- Trainer Brad Kolowich, Jr. and journalist Robert J. Davis reveal how much to drink
- They say you should have a 500ml bottle of water during 60 minutes of exercise
- They add that you should only sip at water if you are exercising for longer
Everyone knows that you should keep a bottle of water handy when you’re exercising, so you can replace the fluids lost through sweating.
But now a LA-based fitness trainer, who says he has worked with Clueless star Alicia Silverstone, and a health journalist have said that you can actually drink too much water during a workout.
They have revealed the perfect amount to drink during your fitness routine – and you don’t need to drink a whole bottle of water if you’re exercising for less than an hour at a time.
Dehydration occurs when your body loses more fluid than you take in so you need to make sure you replace the fluids lost when you sweat during exercise – while not drinking too much
Journalist Robert J. Davis and fitness trainer Brad Kolowich, Jr. say that a 20-ounce (or 500ml) bottle of water should be enough for 60 minutes of exercise in their new book Fitter Faster: The Smart Way to Get in Shape in Just Minutes a Day.
So if you’re exercising for a shorter amount of time, you don’t need to drink a whole bottle.
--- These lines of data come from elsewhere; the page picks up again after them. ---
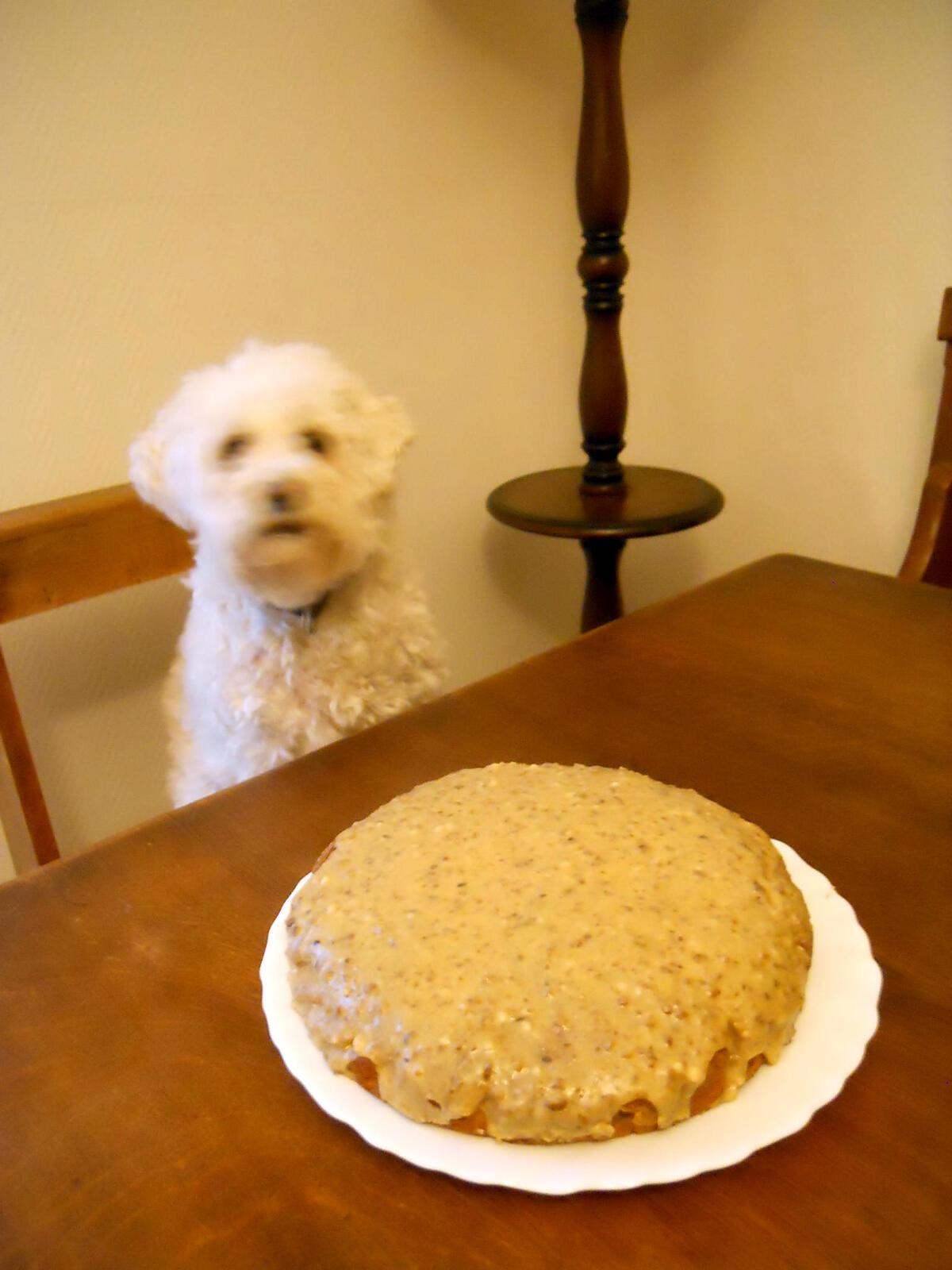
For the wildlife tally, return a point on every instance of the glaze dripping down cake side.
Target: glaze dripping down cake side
(550, 954)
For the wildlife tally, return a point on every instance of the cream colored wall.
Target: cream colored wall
(393, 179)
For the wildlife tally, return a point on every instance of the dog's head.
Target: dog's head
(279, 463)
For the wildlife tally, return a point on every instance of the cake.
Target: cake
(546, 954)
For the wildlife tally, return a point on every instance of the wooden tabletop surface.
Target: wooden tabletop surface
(146, 1121)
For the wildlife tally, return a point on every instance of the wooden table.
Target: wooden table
(145, 1119)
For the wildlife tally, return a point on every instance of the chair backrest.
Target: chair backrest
(930, 556)
(55, 554)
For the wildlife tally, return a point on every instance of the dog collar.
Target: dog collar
(309, 614)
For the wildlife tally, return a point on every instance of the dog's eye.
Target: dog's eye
(314, 441)
(234, 446)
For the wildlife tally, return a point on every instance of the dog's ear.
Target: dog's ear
(387, 433)
(158, 464)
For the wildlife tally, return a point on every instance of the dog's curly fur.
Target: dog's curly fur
(305, 622)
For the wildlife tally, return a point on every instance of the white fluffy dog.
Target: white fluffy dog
(305, 624)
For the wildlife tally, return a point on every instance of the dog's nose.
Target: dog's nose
(281, 498)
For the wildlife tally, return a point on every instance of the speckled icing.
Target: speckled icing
(550, 946)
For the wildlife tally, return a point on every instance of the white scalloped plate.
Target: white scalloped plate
(838, 1019)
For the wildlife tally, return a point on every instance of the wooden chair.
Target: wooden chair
(55, 554)
(930, 556)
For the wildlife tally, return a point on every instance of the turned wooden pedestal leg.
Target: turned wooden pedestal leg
(603, 594)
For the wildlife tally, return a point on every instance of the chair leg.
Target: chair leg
(25, 772)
In fact, 200ml to 25ml of water should be enough for 30 minutes of exercise.
The authors told Greatist that if you are working out for longer, then you should sip at between ‘seven to 10 ounces of fluid’ – that’s between 200ml and 284ml – every 10 to 20 minutes to stay properly hydrated.
Hyponatremia is most commonly associated with people who compete in endurance sports, such as marathon runners, who drink too much water and then cause the sodium levels in their blood to be diluted
Though you may think that there’s no such thing as drinking too much water, consuming too much fluid during your workout could cause you problems, according to Davis and Kolowich.
Older people and those exercising in the heat, for example, doing hot yoga, shouldn’t consume more than the recommended amount, however tempting it might be.
This is because when you drink too much water, your body can’t get rid of the excess fluid by sweating or urination, according to Kolowich and Davis.
That can result in hyponatremia, or water intoxication, which can cause headaches, vomiting, seizures and even death in some very extreme cases.
So make sure you’re drinking when you get thirsty, rather than drinking for the sake of it.